Was ein herausragender Überlebenskampf mit Charakterstudie hätte werden können (ich erwähne hier gerne noch einmal „Gravity“), verkommt bei ALL IS LOST zur trivialen Zurschaustellung üblicher Filmklischees auf hoher See: Da wird erst einmal das Wasser aus dem Boot gescheffelt, dann kommt ein Sturm, dann wird wieder das Wasser aus dem Boot gescheffelt, ein Sturm, ein Boot fährt vorbei, Haie schwimmen vorbei, ein Boot fährt vorbei….ja, ok…wir haben’s verstanden. McGyver hat aber natürlich für jede brenzlige Situation nicht nur die zündende Idee – nein, er hat zufällig in den meisten Fällen auf seinem Boot auch noch das richtige Werkzeug zur Hand. Über das Ende des Films haben die Leute im Kino dann tatsächlich mehr gelacht als über die Witze von Tina Fey und Amy Poehler bei den Golden Globes. Die Tatsache, dass während der Handlung eigentlich (fast) gar nicht gesprochen wird, ist dabei noch nicht mal ausschlaggebend. Es ist tatsächlich dem Umstand zu verdanken, dass sich Chandor mit seiner banalen Geschichte, die obendrein nur so vor Klischees trieft, total verzettelt hat. Er hatte zwar eine Idee, aber ganz offensichtlich wusste er nicht, was er mit dieser Idee nun anfangen soll. Das Drehbuch und die Inhalte kann sich jeder x-beliebige Fischverkäufer in seiner Mittagspause ausdenken. Der Film kriegt in Bezug darauf ganz klar den Stempel „Langweilig“.

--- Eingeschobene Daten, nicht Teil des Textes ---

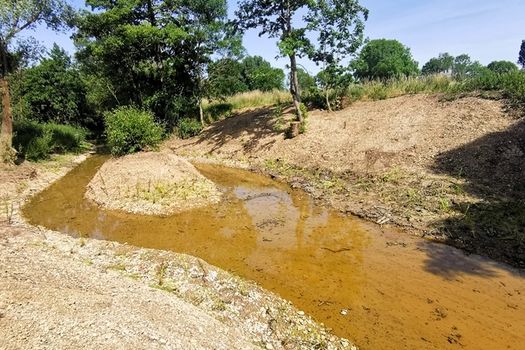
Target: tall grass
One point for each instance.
(216, 110)
(380, 90)
(510, 85)
(36, 141)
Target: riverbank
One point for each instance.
(447, 170)
(64, 292)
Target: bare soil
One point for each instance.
(151, 183)
(448, 170)
(60, 292)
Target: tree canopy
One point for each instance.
(228, 76)
(521, 57)
(502, 67)
(384, 59)
(152, 52)
(441, 64)
(15, 17)
(336, 25)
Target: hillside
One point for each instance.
(446, 169)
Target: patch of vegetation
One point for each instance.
(218, 111)
(130, 130)
(36, 141)
(188, 127)
(253, 99)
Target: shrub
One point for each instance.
(188, 127)
(130, 130)
(218, 111)
(36, 141)
(66, 138)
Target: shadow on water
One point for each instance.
(494, 168)
(367, 284)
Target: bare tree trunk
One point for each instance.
(201, 112)
(294, 88)
(327, 97)
(6, 135)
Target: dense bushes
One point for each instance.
(36, 141)
(130, 130)
(52, 91)
(188, 127)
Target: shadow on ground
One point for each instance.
(255, 129)
(494, 167)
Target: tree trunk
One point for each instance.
(201, 112)
(327, 96)
(6, 135)
(294, 88)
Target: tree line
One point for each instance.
(165, 57)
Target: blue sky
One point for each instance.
(487, 30)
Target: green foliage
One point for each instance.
(152, 54)
(218, 111)
(52, 91)
(330, 30)
(17, 16)
(36, 141)
(258, 74)
(130, 130)
(439, 65)
(228, 77)
(306, 81)
(502, 67)
(225, 78)
(250, 99)
(384, 59)
(188, 127)
(521, 57)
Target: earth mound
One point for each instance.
(151, 184)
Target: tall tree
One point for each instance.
(521, 58)
(384, 59)
(15, 17)
(335, 23)
(502, 67)
(152, 53)
(442, 64)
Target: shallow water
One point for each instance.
(378, 287)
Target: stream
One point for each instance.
(376, 286)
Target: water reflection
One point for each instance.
(322, 262)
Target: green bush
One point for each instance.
(130, 130)
(188, 127)
(36, 141)
(218, 111)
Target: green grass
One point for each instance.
(217, 110)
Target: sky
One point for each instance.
(487, 30)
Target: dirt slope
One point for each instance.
(60, 292)
(447, 169)
(369, 136)
(39, 296)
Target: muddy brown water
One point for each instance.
(378, 287)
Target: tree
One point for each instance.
(331, 21)
(225, 78)
(15, 17)
(53, 91)
(306, 81)
(502, 67)
(442, 64)
(258, 74)
(152, 53)
(521, 58)
(384, 59)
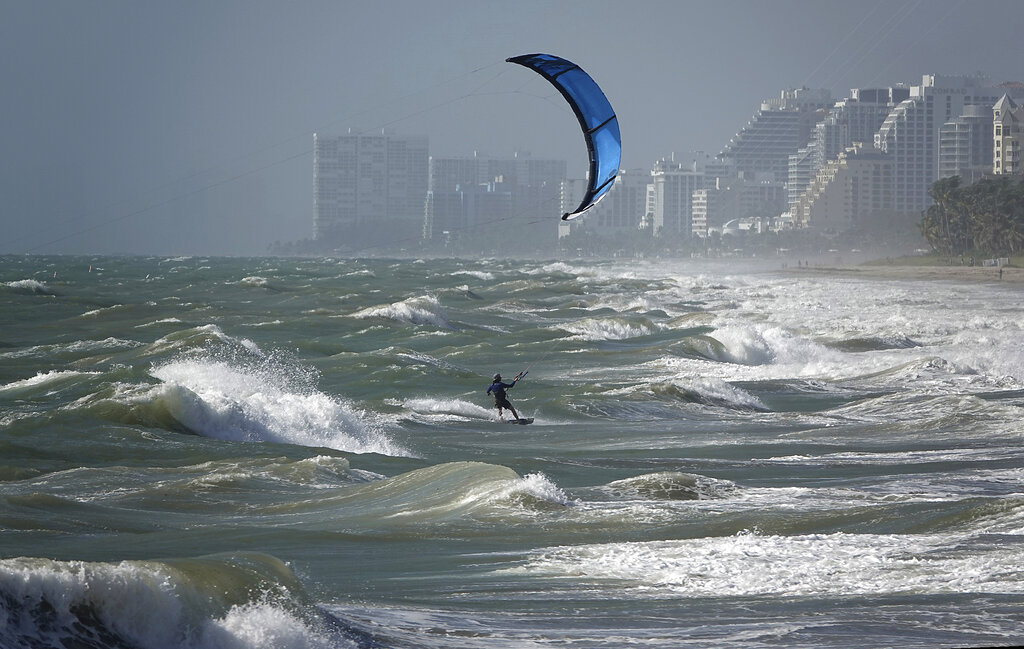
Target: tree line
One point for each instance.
(986, 216)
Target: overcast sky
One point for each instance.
(185, 127)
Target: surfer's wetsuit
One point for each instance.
(501, 399)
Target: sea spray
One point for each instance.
(244, 395)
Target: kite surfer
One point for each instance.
(501, 400)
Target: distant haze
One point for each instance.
(186, 127)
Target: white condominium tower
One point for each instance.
(910, 133)
(777, 130)
(368, 183)
(1008, 119)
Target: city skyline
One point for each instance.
(198, 141)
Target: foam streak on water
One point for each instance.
(249, 452)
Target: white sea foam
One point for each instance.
(479, 274)
(448, 409)
(45, 379)
(419, 310)
(610, 329)
(236, 400)
(147, 605)
(753, 565)
(28, 287)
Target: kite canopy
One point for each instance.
(600, 126)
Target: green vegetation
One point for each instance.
(985, 219)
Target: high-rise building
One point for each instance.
(670, 192)
(743, 201)
(511, 197)
(777, 130)
(909, 134)
(854, 119)
(966, 145)
(1008, 119)
(366, 186)
(855, 184)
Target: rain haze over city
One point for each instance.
(186, 128)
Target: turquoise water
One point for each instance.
(253, 452)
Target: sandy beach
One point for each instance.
(894, 271)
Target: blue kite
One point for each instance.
(600, 126)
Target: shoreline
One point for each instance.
(896, 271)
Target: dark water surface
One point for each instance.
(276, 452)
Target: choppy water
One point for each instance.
(272, 452)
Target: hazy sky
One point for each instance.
(185, 127)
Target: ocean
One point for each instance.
(218, 452)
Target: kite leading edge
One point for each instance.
(600, 126)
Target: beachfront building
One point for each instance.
(1008, 119)
(966, 145)
(777, 130)
(854, 119)
(910, 133)
(368, 186)
(740, 200)
(476, 204)
(857, 183)
(670, 189)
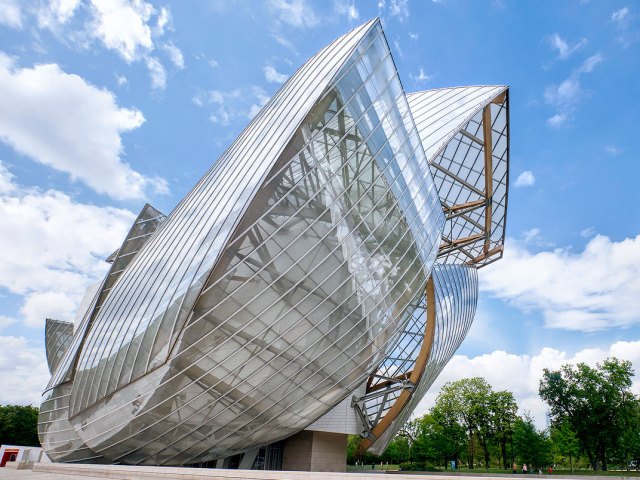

Das schlimmste am Film ist allerdings Robert Redford: Wie man seine Darstellung auch nur ansatzweise mit einem anderen Filmpreis als der Goldenen Himbeere in Verbindung bringen kann, bleibt mir schleierhaft. So eine emotionslose und gelangweilte Performance habe ich seit Kristen Stewart in „Twilight“ nicht mehr gesehen. Und auch das liegt nicht an dem Fehlen der Worte – Redford schafft es nicht, diesen Ausfall durch sein Spiel zu kompensieren. 90 Minuten lang erlebt der Zuschauer die gleiche emotionslose Fresse. Es wirkt als sei McGyver alles scheißegal und Panik, weil er um sein Leben fürchten muss, kommt gar nicht erst auf. Es gibt eine einzige kurze Szene, in der sowas wie ein Gefühlsausbruch angedeutet wird. Das war jedoch alles andere als mitreißend, sondern eher unfreiwillig komisch und mündete ebenfalls im Kinosaal zu kollektivem Gelächter. Das Lob für seine Leistung leite ich mir jetzt mal folgendermaßen her: 1: Der Film probiert irgendwie ganz anders zu sein, indem sein Protagonist (fast) komplett ohne Textzeile auskommen muss…WOW, wie innovativ! 2: In diesem Film gibt es nur einen einzigen Darsteller, der den Film tragen muss, und dabei handelt es sich sogar noch um eine Hollywood-Legende. 3: Diese Hollywood-Legende wurde das erste und einzige Mal vor 40 Jahren für einen Darsteller-Oscar nominiert – es ist also wohl mal wieder an der Zeit. Anders kann ich es mir nämlich nicht erklären, wie man sich diesen Film und vor allem diese Performance schön redet.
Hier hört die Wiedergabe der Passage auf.